# Ivy's new vintage jacket



## Ivy's mom (Feb 15, 2008)

Sorry she isn't in it, but she had her staples removed and was not a happy camper about it, sooo I didn't want to put this around her tummy today. I promise I will get pics of the the girls in them soon. This was made from a vintage popcorn gingham chenille and a vintage hankie 










Lori


----------



## catalat (Apr 21, 2008)

Wow its stunning! Your creations are by far the most beautiful I have seen.. better than most clothing in stores!


----------



## Ivy's mom (Feb 15, 2008)

Cathryn....thank soo much   

Lori


----------



## Maleighchi (Jan 6, 2008)

That is stunning! Once again you do awesome work!!


----------



## Ivy's mom (Feb 15, 2008)

Willowanne said:


> That is stunning! Once again you do awesome work!!

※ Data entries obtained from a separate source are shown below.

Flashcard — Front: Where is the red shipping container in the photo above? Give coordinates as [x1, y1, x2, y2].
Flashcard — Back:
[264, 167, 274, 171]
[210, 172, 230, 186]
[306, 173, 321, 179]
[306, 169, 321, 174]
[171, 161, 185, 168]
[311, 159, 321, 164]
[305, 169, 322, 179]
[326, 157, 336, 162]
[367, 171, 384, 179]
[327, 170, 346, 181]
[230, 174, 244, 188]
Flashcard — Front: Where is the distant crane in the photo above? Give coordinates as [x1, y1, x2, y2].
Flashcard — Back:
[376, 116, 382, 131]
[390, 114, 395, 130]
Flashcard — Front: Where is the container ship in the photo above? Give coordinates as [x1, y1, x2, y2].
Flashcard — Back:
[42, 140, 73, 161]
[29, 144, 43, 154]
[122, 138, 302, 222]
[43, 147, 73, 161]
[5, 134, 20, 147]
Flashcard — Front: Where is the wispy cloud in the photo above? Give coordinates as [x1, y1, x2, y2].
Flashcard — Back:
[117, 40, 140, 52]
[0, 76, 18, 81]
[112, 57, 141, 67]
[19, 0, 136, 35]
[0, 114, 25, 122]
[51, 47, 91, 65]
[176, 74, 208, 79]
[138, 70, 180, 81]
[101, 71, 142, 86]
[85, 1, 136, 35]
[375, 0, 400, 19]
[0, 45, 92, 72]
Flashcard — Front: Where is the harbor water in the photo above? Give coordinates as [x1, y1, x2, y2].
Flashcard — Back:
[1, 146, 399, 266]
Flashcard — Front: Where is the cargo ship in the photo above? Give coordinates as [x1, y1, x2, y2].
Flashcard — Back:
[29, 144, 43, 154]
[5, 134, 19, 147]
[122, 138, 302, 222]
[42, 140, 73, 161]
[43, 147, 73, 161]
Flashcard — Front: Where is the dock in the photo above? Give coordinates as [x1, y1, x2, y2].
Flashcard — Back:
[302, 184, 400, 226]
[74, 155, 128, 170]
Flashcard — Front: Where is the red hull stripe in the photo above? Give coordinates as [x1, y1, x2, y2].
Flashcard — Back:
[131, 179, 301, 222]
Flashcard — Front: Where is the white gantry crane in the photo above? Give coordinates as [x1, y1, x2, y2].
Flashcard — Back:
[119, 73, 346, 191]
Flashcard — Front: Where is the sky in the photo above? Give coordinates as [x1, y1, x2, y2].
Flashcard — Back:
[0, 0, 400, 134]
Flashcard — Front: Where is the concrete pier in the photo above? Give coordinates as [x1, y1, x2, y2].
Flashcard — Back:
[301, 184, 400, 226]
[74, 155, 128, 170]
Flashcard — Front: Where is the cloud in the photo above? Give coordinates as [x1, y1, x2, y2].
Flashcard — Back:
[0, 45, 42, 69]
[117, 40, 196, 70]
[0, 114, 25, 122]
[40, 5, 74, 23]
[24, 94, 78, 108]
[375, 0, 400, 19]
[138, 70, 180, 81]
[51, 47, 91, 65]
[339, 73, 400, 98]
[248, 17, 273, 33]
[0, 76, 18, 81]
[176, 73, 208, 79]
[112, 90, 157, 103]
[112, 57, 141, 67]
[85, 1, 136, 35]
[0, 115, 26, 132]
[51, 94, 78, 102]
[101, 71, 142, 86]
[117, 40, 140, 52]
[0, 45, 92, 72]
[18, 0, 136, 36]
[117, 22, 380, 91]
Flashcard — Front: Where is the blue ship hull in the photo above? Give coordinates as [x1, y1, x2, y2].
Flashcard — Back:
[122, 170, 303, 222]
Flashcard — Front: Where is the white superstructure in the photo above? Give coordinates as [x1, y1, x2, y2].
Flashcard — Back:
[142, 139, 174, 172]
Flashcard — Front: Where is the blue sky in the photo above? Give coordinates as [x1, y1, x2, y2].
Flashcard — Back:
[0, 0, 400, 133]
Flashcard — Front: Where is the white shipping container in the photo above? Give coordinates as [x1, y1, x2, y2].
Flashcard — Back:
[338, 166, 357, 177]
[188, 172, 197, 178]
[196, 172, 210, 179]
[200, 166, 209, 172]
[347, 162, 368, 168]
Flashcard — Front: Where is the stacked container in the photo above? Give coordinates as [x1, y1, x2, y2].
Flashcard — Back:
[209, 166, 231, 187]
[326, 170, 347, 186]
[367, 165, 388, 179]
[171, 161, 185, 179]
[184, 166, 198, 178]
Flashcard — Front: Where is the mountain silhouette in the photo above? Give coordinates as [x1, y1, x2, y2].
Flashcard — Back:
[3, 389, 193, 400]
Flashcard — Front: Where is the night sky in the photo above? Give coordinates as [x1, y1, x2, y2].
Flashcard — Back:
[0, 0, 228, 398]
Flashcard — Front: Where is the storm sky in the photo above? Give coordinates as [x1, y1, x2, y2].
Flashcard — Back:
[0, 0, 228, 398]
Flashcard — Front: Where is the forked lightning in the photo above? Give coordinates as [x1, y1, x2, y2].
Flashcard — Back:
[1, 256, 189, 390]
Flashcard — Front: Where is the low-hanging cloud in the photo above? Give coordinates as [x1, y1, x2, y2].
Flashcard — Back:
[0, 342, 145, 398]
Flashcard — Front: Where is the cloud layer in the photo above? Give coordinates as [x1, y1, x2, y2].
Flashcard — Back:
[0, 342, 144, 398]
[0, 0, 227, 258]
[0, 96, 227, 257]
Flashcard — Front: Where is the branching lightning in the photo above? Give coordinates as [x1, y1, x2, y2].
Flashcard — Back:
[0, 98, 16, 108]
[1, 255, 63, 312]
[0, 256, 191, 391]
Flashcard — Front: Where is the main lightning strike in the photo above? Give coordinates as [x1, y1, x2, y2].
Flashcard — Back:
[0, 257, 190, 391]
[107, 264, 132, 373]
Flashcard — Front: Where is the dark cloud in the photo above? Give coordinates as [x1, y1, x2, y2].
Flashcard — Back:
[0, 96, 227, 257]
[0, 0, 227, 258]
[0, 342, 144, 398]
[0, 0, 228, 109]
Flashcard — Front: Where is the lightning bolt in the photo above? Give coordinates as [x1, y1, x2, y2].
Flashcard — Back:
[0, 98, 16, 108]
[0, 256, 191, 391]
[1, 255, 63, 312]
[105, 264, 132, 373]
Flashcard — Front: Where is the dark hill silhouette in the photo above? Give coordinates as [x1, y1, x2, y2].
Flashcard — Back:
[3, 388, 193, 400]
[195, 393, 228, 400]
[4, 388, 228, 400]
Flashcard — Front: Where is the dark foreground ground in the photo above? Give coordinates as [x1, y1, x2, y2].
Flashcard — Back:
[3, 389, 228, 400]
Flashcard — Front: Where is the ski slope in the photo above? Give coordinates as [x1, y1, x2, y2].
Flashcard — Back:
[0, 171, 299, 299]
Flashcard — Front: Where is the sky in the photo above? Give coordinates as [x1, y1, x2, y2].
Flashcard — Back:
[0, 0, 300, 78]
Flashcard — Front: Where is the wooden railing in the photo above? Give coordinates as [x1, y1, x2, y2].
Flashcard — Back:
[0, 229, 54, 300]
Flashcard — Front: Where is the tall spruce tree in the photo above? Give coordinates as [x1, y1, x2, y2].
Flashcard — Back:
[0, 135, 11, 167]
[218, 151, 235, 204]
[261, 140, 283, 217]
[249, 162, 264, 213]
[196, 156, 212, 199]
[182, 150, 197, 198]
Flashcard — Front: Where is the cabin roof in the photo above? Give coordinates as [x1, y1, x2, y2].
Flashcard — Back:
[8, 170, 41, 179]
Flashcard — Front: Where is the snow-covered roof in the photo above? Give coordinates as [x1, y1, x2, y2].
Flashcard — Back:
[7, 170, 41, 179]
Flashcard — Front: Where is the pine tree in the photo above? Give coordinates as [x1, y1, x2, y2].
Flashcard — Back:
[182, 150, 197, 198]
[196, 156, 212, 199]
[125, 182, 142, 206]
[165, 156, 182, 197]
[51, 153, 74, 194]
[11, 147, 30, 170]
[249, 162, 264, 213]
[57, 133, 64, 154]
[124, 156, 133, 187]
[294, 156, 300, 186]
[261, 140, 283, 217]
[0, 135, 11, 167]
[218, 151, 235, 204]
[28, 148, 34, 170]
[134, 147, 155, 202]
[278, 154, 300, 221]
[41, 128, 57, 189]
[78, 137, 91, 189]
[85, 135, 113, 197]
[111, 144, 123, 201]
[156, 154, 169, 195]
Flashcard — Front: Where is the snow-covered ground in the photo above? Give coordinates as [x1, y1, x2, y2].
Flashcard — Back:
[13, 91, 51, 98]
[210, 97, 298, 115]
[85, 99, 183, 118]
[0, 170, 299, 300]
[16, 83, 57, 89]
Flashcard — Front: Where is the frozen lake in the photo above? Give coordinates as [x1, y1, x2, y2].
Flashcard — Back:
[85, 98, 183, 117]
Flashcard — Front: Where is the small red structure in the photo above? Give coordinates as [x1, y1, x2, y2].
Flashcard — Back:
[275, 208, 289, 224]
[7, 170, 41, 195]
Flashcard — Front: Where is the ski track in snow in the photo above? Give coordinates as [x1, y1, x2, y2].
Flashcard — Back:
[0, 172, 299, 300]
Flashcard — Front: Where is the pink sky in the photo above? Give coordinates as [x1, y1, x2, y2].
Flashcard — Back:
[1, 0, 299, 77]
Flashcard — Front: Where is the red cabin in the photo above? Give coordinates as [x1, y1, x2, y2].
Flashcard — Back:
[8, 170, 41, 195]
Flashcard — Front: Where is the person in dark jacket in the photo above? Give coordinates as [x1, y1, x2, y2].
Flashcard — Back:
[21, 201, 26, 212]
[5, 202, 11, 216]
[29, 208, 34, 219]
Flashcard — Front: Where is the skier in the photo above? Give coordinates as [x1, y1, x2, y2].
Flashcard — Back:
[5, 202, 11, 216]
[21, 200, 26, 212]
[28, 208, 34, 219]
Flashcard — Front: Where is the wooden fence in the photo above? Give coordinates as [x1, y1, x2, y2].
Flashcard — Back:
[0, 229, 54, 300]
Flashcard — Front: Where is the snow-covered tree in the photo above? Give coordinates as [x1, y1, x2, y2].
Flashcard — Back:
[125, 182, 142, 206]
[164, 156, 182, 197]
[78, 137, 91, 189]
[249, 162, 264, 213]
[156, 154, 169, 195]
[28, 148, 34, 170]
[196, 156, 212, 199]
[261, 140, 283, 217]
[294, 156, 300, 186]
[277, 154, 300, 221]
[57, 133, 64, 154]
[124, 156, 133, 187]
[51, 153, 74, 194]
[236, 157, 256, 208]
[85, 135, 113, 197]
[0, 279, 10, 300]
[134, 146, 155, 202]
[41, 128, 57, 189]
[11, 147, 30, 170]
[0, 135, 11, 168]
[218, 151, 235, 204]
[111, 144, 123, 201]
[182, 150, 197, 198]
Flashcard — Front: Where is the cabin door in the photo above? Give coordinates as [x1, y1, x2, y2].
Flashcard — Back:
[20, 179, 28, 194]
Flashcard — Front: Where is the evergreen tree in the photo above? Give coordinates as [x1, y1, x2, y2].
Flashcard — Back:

Thanks girl...you know I had to make one for Ivy If Willow had one also  I can't play favorites lol!!!

Lori


----------



## Maleighchi (Jan 6, 2008)

Hey..we need pics!! I haven't seen Willow and Ivy in ages. I miss your girls!!!


----------



## Ivy's mom (Feb 15, 2008)

Willowanne said:


> Hey..we need pics!! I haven't seen Willow and Ivy in ages. I miss your girls!!!



I know..sooo sorry. I promise i will. I have been soo busy with them, and the kids I haven't had much time to share hee heee!!! We have been going here and there, but I think our schedule is lightening a bit soon 

Lori


----------



## ItZy BiTzY (May 15, 2008)

Gorgeous as usual! Your talent is limitless!


----------



## Janis (Jul 28, 2008)

It's amazing!!!


----------



## chihuahua_momma (Jul 30, 2008)

very nice


----------